In particular, the wild meadow area that previously was a riot of massed varieties was left fallow this year (to prevent tulip fire aka botrytis blight) and, outside of the Earl’s Garden, where I was expecting carpets of naturalistic planting under the ancient cork tree and on the grass banks, there were surprisingly few tulips. In their place were lots of white daffodils.
I always think tulips look best when vibrant colours of different varieties are planted amongst each other.
This was the case in the so-called Bow Tie beds where a kaleidoscope of tropical colours contrasted superbly with the formal lines of the box hedging.
Beyond the Labyrinth, the most iconic shots are found outside the Earl’s Garden, in particular where red tulips are in bloom in front of the castle’s grey ramparts.
Right now, there’s no doubting Arundel Castle puts on the country’s biggest and best tulip festival. But as good as it was this year, this time round I felt it fell a little short.
Looking ahead, I’d like to see less of the same and more of the new. Take the Labyrinth: why not switch up the design and plant some different colours in a new pattern? What about a multicoloured display where one hue merges into another?

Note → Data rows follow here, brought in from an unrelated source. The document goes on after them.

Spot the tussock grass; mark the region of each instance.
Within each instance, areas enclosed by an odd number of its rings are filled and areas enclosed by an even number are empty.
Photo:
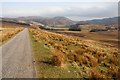
[[[30,32],[37,46],[40,46],[41,44],[38,43],[42,41],[49,48],[49,57],[51,56],[49,59],[52,61],[51,66],[61,68],[58,70],[60,72],[55,71],[59,76],[54,75],[54,77],[65,77],[66,75],[68,78],[71,76],[79,78],[114,78],[117,76],[119,70],[117,65],[118,49],[95,41],[83,41],[77,37],[65,36],[44,30],[30,29]],[[44,46],[41,45],[41,47]],[[38,52],[41,53],[41,51],[37,50]],[[43,57],[43,59],[45,58]],[[62,65],[65,66],[61,67]],[[56,68],[51,68],[51,70],[56,70]],[[48,70],[48,67],[45,70]]]

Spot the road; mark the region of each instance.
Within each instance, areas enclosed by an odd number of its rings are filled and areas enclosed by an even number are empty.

But the biggest creative opportunity surely lies outside the walls of the Earl’s Garden where there is a lot more space available. The expansive grass verges cry out for some intricate, large-scale floral designs. Having an annual theme might also help, as it would give a cohesion to the displays.
And, as I say every year, finding a way of labelling the tulips, either physically, with a leaflet or through an app would really enhance the visitor experience.

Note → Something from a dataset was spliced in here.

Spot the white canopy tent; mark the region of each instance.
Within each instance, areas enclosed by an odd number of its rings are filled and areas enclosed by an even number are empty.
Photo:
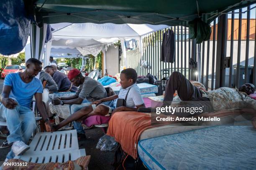
[[[54,30],[52,32],[51,40],[46,45],[46,57],[44,60],[46,65],[49,64],[52,48],[56,49],[75,48],[84,55],[90,53],[95,55],[95,54],[97,55],[102,50],[105,59],[107,58],[105,54],[108,46],[118,40],[121,41],[125,60],[126,58],[125,40],[136,39],[141,54],[142,36],[167,28],[168,26],[149,24],[61,23],[51,24],[51,27]],[[127,67],[127,62],[125,63]]]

Instead of just admiring the blooms, you could be informed about what variety you were looking at. If there are 140 to see, you could mark them off as you saw them.

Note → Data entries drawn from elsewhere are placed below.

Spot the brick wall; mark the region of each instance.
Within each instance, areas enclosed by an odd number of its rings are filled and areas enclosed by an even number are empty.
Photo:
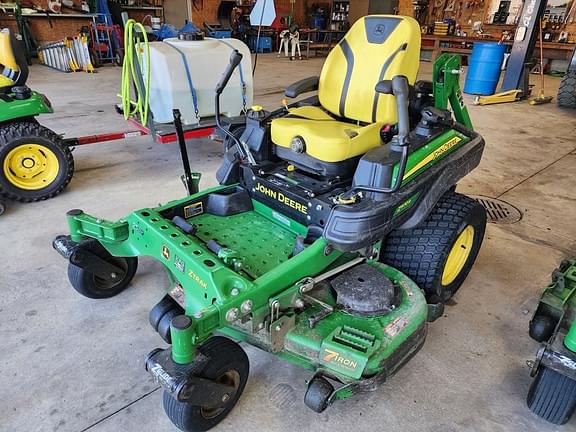
[[[294,4],[294,17],[296,22],[301,24],[305,22],[306,4],[308,3],[312,4],[313,1],[296,0],[296,3]],[[204,0],[202,9],[198,10],[193,8],[192,21],[194,24],[202,28],[202,23],[204,21],[217,21],[219,5],[220,0]],[[275,0],[274,6],[276,8],[276,15],[288,15],[290,13],[290,0]]]

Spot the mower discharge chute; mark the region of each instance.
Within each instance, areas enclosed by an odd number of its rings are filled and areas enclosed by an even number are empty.
[[[249,366],[234,341],[308,369],[304,400],[317,412],[374,390],[463,283],[486,215],[455,187],[484,141],[462,102],[459,57],[440,56],[432,82],[416,82],[419,52],[414,19],[361,18],[320,77],[286,90],[316,96],[254,106],[244,128],[225,131],[220,186],[117,222],[68,213],[71,234],[54,247],[80,293],[118,294],[138,256],[166,267],[150,323],[171,347],[146,368],[180,429],[209,429],[236,404]],[[216,87],[217,113],[241,57]]]

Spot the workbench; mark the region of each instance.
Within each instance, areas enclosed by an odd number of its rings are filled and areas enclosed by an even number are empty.
[[[498,42],[498,39],[493,38],[478,38],[470,36],[435,36],[435,35],[422,35],[421,51],[431,51],[434,61],[440,54],[449,52],[457,53],[463,56],[468,56],[472,53],[472,46],[474,42]],[[502,42],[505,45],[512,46],[512,41]],[[536,47],[540,46],[536,42]],[[570,60],[570,54],[574,49],[574,44],[571,43],[557,43],[557,42],[544,42],[544,58],[549,60]]]
[[[45,42],[62,40],[67,36],[78,34],[83,26],[89,26],[96,14],[22,14],[28,21],[32,36],[40,45]],[[16,18],[13,14],[0,15],[0,28],[8,27],[18,33]]]

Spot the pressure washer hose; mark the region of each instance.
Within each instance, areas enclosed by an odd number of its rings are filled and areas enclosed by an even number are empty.
[[[134,32],[136,31],[136,38]],[[122,111],[124,118],[128,120],[130,116],[138,115],[140,123],[144,126],[148,124],[148,103],[150,101],[150,46],[148,36],[144,26],[133,20],[126,21],[124,26],[124,63],[122,63],[122,88],[120,97],[122,99]],[[145,72],[143,77],[144,88],[140,88],[141,71],[136,69],[134,53],[137,53],[137,61],[140,68]],[[144,64],[142,62],[144,61]],[[136,100],[132,100],[130,87],[134,83],[136,87]]]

Last, but not least, the hard work put into the festival surely deserves way better promotion than it gets. Why there is no proper marketing for it, or even a dedicated section in the castle’s website, remains a mystery.
That’s not to say the garden team lack ambition, as work is underway on a brand new water garden feature at the opposite end of the castle grounds. It’s due to open in 2020. Judging by how what was once the staff car park was transformed into the stunning Earl’s Garden, one can anticipate it too being something pretty special.
I just hope next year’s tulip festival also breaks new ground.
Behind the image: All these images were shot handheld with the Olympus OM-D E-M1 using the 75mm 1.8 lens. My two biggest challenges were the sun — I much prefer shooting flowers when there’s sun, but during my visit, the sunshine was abnormally bright for the time of year. What’s more, being a warm bank holiday, the castle gardens were packed, making it hard to get shots without people in them or their shadows being cast over the scene. Despite the challenges I have to say I’m really pleased with the compositions I got. Creatively, I was keen to come away with a dozen or so eye-catching shots that were different from the previous three years. Specifically, my eye was drawn to composititions with a graphic feel: an interesting angle or pleasing shape. Overall, I think I succeeded, although finding those differences took some doing. Shot in Arundel on 19 April 2019.